Ce choix de formes libres offre à l'auteur la possibilité de rythmer sa poésie au gré d'enjambements qui, à chaque fois, mettent en valeur un mot, une expression. L'exercice va jusqu'au bout dans ce qui, pour l'œil, a tout l'air d'un sonnet – c'est le poème 42 et dernier. Mots coupés à la rime, phrases qui font allègrement le pont sur plus d'un vers: l'auteur dynamite ainsi la forme poétique reine. "Négligence agencée", dit le poète: c'est aussi un regard sur l'être cher, à travers son charmant désordre.

Et les poèmes ne sont pas comme des noix alignées sur un bâton: ils entrent en résonance entre eux afin de dessiner ce qui ressemble à une autobiographie poétique, faite de mots simples. Des mots récurrents parfois, comme "grains", prévisible dans un contexte de... sucre. Ces grains, ce sont peut-être tous ces poèmes courts, sélection semble-t-il parmi des textes qui, de la main du poète, sont peut-être aussi nombreux que les grains de sable du Sahara - désert présent lui aussi, récurrent dans les poèmes. Grains de folie aussi, comme lorsque l'auteur évoque son idée de créer une maison d'édition à 18 ans (39). Ce qu'il a fait...

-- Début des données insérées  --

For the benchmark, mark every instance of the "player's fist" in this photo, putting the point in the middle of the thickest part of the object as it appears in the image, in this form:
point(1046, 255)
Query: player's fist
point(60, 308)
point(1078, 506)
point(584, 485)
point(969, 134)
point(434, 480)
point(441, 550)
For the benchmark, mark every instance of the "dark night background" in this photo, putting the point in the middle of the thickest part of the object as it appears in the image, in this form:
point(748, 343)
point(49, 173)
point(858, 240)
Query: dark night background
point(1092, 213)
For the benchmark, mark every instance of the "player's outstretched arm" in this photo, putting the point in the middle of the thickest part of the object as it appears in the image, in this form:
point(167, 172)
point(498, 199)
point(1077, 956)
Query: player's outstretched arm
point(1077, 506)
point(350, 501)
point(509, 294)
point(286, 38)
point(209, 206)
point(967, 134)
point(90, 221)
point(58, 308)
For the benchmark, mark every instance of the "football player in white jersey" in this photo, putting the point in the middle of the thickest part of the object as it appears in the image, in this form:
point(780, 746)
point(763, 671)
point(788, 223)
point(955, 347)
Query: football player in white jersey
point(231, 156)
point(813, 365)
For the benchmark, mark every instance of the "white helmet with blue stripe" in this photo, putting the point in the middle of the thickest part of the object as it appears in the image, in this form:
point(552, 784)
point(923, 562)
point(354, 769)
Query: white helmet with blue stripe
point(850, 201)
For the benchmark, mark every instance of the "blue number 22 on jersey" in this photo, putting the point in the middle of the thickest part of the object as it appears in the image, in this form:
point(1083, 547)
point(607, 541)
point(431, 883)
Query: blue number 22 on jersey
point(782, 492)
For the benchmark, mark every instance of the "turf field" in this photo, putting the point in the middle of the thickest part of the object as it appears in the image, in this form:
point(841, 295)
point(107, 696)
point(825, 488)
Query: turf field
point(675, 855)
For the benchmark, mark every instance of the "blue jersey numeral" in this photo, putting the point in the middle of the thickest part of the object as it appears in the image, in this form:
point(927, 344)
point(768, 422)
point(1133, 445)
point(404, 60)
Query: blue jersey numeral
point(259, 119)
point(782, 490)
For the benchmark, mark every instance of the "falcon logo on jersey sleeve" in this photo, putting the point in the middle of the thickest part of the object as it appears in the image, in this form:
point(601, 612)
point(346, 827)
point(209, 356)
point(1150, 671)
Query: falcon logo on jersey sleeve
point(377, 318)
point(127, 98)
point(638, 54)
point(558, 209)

Grains de mémoire d'une vie, tantôt doux voire souriants, tantôt amers aussi, tantôt un peu les deux comme un café sucré: c'est toute une existence que le poète dessine, existence protéiforme, évoquée depuis les racines de l'enfance dont seules des bribes de souvenirs persistent, jusqu'à l'aujourd'hui, avec, en point d'orgue sonore, la puissance explosée d'un sonnet.

Matthieu Corpataux, Sucres, Vevey, Editions de l'Aire, 2020.

Le site des éditions de l'Aire, celui des Presses littéraires de Fribourg, fondées par Matthieu Corpataux.


jeudi 9 avril 2020

Postures: l'écrivain, personnage nolens volens de son œuvre?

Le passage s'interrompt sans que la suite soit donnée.